If the golden harvest marks the high point of our comity with nature, our sitting down together at table, the spooky season is the late point in the night when tempers begin to unravel, when the contentment of the moment gives way to the old grudges underpinning everything: the bitterness and shame of that first traitorous act of our regency, all the envies and enmities and ambivalences of things older and more powerful than we are.

The gloom lasts through the cozy, huddled punctuation of Thanksgiving into Advent. Advent is the last gasp of spooky season – something is coming that dispels all shadows – and boy howdy does it go out with a bang.

A fate we could not foresee or even comprehend has already come upon us, and it was our tiny wriggling salvation.

The readings are filled with hope, but also with warnings about what is coming, a doom we cannot grasp or even really conceive. One shall be taken, and one shall be left. People will die of fright in anticipation of what is coming upon the world. Judgment is upon us; as in horror movies, real violence is about to irrupt into our daily round of manageable, pettifogging wickedness.

The music is full of a beautiful gloom. Ever since I was a child we sang progressively more verses of “O Come O Come Immanuel” around the dinner table every night, in that characteristic medieval minor key.

O come, Thou Dayspring from on high
And cheer us by Your drawing nigh
Disperse the gloomy clouds of night
And death’s dark shadow put to flight

Then there is the Jesse tree, the piling on of sin upon sin from every story of the Bible. That first betrayal was not quarantined, not a regrettable incident that could be expunged after a decent interval.

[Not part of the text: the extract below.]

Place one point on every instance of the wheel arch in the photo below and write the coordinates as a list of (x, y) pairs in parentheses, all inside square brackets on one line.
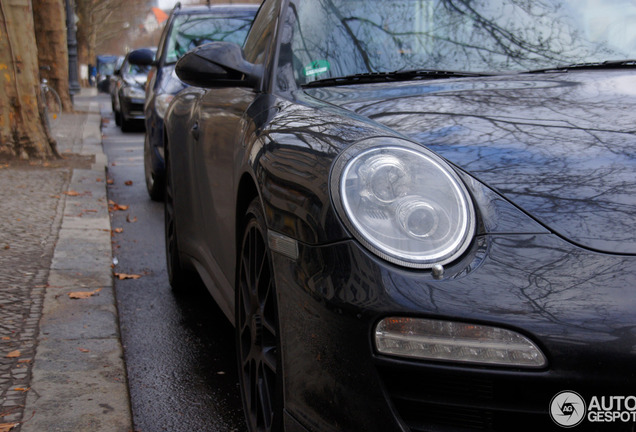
[(245, 193)]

It was a tree that grew steadily into the shape of human history, though with salvation immediate and promised threaded through each branch.

Foreboding looks backward too, at the old evil at the root, in fear that it will catch up with us.

But at the end of all those warnings, of long nights lighting candles against the shadows of old sins and praying for deliverance from old enemies, is Christmas, the simultaneous end and reversal of spooky season. A fate we could not foresee or even comprehend has already come upon us, and it was our tiny wriggling salvation.

Christmas still bears some traces that mark its closure of the spooky season. There’ll be scary ghost stories / and tales of the glories of Christmases long long ago, goes the song. And the most beloved piece of Christmas literature outside of scripture is in fact a ghost story. But as the bright lights twinkle through the season, any memory of shadows and hauntings dissipate into merriment, let the cold bite as it may.

That’s as it should be. Spooky season is almost over. Christmas is coming to kill it, thanks be to God. But for a few weeks more, I will indulge in the gloom and doom, the left hand of salvation history, before the lights go up.